The big picture: Amazon's Echo devices and Alexa are nearly synonymous with the term "smart speaker." The latest figures from analyst firm, eMarketer, confirm that as nearly 70% of the smart speaker market belongs to Amazon. Google holds second place with around 38% while other brands, including Apple's HomePod, Sonos One, and Harmon Kardon Invoke bring up the rear collectively at 18%.

Amazon's early investment into smart speakers appears to be paying off as the company continues to hold a hefty lead in the smart speaker market. However, as the market matures, competitors are steadily gaining ground on Amazon.

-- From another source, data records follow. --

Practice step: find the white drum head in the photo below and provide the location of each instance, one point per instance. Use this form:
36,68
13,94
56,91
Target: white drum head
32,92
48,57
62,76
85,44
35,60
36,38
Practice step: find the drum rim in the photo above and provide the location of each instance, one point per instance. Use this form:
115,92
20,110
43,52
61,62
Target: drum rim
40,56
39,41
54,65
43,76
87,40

"Since Amazon first introduced the Echo, it has built a convincing lead in the US and continues to beat back challenges from top competitors," said Victoria Petrock, a principal analyst at eMarketer. "We had previously expected Google and Apple to make more inroads in this market, but Amazon has remained aggressive. By offering affordable devices and building out the number of Alexa skills, the company has maintained Echo's appeal."

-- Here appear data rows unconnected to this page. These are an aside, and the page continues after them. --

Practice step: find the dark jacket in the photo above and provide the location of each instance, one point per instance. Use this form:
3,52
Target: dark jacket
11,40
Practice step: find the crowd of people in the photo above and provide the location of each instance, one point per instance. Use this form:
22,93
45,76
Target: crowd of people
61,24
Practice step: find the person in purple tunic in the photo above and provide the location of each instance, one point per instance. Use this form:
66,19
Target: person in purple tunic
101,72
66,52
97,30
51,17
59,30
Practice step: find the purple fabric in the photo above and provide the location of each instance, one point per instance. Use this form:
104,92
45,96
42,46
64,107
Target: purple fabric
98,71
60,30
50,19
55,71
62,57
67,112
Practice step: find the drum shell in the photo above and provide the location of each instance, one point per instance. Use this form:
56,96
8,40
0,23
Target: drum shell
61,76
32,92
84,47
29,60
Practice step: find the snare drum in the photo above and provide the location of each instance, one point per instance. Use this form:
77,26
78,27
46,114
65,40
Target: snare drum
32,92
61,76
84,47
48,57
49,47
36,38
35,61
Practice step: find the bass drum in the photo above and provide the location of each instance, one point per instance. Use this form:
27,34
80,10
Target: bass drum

This news isn't exactly a revelation. Amazon was the first one out of the gate with its Echo speakers. Since then, the company routinely puts their devices on sale to practically give them away. Amazon is also making almost anything into an Echo device including a smart ring and glasses. This strategy not only increases market share, but also mind share as consumers will typically think of Amazon when it comes to smart speakers. Increased market share also gives Amazon a "trojan horse" to sell its Prime subscription and services.

It isn't all great news for Amazon, however. While Amazon continues to dominate the smart speaker category, its market share has been trending downward since 2017 while all other brands have been moving upward. Though it seems that smart speaker adoption seems to be leveling out as Amazon and Google put their digital assistants, Alexa and Google Assistant respectively, in other products.

Earlier this year, Sonos filed suit against Google for allegedly stealing its speaker technology. Part of the litigation is frustration by Sonos executives for the way that Amazon and Google market their smart speakers. Customers are more likely to buy a $30-50 Echo Dot or Google Home Mini that sounds decent rather than spend $200 on better sounding Sonos speakers. Amazon also prominently displays its Echo products on the Amazon front page which gives it a distinct advantage over competing smart speakers that are sold on the Amazon storefront.